Dass diese gegensätzlichen Konzepte nebeneinander in einer Grauzone ständig zu Fehlanreizen führen und kompliziert aufeinander abzustimmen sind, ist vollkommen logisch. Das gilt ganz besonders dann, wenn die Lebenshaltungskosten davon laufen und in dem einen System gar keine Rolle spielen, in dem anderen aber abgefangen werden. Daher schlagen Experten bereits seit den 60ern die Zusammenlegung dieser Systeme vor.
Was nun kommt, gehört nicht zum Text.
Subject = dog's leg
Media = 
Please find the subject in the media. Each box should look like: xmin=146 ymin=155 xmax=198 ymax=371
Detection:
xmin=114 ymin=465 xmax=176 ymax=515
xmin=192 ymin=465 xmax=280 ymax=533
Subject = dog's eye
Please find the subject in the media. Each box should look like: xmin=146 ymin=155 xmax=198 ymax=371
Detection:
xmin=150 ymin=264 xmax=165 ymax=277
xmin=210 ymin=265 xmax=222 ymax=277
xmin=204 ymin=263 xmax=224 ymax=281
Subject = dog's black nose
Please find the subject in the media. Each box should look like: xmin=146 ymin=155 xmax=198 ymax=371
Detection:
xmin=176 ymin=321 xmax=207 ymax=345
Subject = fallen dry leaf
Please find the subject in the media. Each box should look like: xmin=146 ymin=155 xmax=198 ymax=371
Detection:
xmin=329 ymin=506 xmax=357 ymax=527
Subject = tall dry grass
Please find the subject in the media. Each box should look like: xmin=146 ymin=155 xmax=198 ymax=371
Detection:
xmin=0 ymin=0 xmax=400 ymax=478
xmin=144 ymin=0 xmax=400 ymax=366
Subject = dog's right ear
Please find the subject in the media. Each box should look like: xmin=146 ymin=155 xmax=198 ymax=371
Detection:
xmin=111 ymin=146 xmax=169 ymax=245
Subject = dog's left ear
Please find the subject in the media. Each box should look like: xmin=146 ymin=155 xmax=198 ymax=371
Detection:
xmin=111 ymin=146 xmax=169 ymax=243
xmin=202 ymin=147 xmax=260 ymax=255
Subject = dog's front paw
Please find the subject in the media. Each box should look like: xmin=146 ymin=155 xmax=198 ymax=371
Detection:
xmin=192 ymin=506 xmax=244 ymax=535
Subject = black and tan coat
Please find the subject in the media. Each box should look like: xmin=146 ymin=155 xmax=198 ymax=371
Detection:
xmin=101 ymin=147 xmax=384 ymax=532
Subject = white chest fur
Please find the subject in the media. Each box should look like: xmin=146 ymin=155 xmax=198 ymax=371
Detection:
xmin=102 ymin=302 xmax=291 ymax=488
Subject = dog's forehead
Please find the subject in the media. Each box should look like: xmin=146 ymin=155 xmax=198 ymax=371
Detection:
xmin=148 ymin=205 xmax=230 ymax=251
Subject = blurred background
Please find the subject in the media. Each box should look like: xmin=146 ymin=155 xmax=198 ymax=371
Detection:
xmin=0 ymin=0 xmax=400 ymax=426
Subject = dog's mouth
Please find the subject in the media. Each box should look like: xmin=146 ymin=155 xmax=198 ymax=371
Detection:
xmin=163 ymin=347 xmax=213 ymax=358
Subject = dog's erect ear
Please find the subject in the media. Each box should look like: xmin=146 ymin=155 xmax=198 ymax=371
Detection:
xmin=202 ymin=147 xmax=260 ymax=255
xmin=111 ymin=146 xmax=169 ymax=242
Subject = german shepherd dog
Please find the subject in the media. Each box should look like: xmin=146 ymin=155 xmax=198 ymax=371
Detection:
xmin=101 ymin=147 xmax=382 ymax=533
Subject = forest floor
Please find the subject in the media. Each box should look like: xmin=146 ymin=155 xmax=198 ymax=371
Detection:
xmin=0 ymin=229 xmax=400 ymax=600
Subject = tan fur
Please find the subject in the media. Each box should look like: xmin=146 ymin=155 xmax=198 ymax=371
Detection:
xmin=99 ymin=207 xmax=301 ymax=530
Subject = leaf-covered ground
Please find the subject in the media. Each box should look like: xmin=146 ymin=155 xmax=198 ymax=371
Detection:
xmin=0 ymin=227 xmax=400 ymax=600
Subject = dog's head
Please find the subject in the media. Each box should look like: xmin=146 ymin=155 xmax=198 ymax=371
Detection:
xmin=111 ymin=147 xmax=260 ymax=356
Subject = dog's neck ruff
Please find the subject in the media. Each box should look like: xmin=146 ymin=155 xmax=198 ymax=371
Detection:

Das kann man wie Milton Friedman von einer reinen Verwaltungsreform bis zu einem gesellschaftsreformatorischen bedingungslosen Grundeinkommen auslegen.
Gemeint ist jedoch im Kern stets ein Steuersystem, welches einen wie auch immer definierten Grundbedarf der Lebenshaltung – hier liegt die Spannbreite der Ziele – als einkommensmindernde Kosten vorsieht, wodurch in vielen Fällen negative Einkünfte entstehen, die dann in einer negativen Einkommensteuer, also einer Auszahlung an den Bürger münden. Die davon getrennten Sozialsysteme werden dadurch obsolet, Fehlanreize dazwischen existieren nicht mehr und bei methodisch richtig gemachtem Steuertarif lohnt schlicht der eigene Verdienst jeden einzelnen Euros.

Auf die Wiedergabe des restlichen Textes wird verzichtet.